Will the US system be able to respond to the corruption in the economy perpetrated by big finance and big business? Can it put forward the populist agenda that is necessary or is the political system of the two parties so deeply corrupted by money that it is unable to respond? We suspect the latter and as a result we expect to see the resistance movement growing in 2016 and beyond.
It is difficult to resolve current conflicts because historic misdeeds have never been fully acknowledged or corrected. This week in Europe the issue of the history of colonialism and its relation to the migrant crisis and the growing war against ISIS are bubbling up.
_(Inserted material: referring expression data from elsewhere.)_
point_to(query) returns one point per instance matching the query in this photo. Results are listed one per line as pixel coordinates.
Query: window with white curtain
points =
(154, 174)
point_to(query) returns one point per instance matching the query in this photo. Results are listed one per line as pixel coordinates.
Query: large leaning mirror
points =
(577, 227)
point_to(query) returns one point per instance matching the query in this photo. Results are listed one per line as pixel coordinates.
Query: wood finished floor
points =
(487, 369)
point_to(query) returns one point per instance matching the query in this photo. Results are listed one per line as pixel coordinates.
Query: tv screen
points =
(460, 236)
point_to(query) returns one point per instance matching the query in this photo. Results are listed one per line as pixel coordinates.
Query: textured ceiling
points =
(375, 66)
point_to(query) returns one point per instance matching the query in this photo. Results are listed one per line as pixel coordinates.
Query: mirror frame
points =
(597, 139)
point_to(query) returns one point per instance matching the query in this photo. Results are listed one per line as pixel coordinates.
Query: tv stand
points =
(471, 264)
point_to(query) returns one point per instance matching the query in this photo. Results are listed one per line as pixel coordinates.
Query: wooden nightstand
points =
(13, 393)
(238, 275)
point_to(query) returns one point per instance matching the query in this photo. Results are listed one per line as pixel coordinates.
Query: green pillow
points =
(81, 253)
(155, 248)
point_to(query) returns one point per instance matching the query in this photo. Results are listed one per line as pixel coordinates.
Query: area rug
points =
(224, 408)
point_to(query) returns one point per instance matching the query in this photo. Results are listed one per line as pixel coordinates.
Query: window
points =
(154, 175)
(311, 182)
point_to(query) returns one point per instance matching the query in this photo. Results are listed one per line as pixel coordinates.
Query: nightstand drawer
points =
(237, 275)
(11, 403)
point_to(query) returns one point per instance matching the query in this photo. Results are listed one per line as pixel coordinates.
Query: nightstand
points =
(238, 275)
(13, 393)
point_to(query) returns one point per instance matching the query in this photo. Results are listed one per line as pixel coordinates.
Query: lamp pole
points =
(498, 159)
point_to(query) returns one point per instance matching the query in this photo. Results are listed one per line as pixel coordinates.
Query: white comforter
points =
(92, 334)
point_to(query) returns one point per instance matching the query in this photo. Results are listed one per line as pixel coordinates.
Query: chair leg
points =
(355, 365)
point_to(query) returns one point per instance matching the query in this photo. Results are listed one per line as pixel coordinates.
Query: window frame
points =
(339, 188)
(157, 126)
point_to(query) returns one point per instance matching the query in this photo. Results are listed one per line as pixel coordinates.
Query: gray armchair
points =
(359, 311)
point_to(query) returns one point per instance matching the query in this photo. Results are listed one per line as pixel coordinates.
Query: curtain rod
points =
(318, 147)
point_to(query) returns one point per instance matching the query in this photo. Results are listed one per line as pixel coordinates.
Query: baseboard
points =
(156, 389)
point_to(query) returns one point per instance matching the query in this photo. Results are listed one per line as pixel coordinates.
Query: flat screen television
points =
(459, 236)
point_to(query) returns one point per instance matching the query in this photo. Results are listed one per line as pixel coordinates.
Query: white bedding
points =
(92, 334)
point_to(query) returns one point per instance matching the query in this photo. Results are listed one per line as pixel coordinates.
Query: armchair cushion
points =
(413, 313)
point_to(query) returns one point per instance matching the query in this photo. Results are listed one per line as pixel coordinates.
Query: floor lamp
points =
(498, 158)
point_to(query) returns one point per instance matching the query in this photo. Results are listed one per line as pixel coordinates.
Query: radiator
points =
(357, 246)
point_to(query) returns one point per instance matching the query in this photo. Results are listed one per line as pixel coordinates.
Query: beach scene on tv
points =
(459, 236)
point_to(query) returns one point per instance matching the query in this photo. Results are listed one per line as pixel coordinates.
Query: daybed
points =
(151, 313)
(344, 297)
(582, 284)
A poll found that 43% of Britons thought the British Empire was a good thing. This has led to discussions in the traditional media and on social media about some of the horrors of the British Empire, behavior akin to what ISIS is criticized for today. And, the migrant crisis that is overwhelming Europe is being discussed as the ongoing impact of the colonial era and how it ended — with dividing colonized areas in ways that pitted people against each other as well as new ways of theft from poorer peoples.
No doubt the inability of the United States to face its historic ethnic cleansing of Indigenous Peoples makes it difficult to deal with the continuing decimation of Indigenous peoples through poisoned water, the government’s failure to live up to treaty obligations and incarceration of political prisoners like the 40 year imprisonment of Leonard Peltier.This is part of a failure to face historic and present realities and provide reparations for the stealing of land and ethnic cleansing of hundreds of millions of Indigenous Peoples. Similarly, the failure to face up to economic injustice and police violence against African Americans grows out of the US not facing up to slavery and brutal segregation or providing reparations for those injustices, except in narrow cases like police torture in Chicago.
In addition to understanding our individual and organizational roles and how that fits into the current movement, we have to recognize we are in a long campaign against the power structure that is designed for the wealthiest and answers to the oligarchs. We will see progress in our life times but we may not see complete fruition of the seeds being planted for a new economy based on principles of building community wealth for all, democracy and sustainability or for a new form of governance that will emphasize participation and direct democracy, ending the rule of oligarchs.
As this long struggle continues our roles will change as will our strategies and tactics. The important lesson is to remember that all of these roles are necessary and not to let different tactics divide us. We are building a global solidarity movement.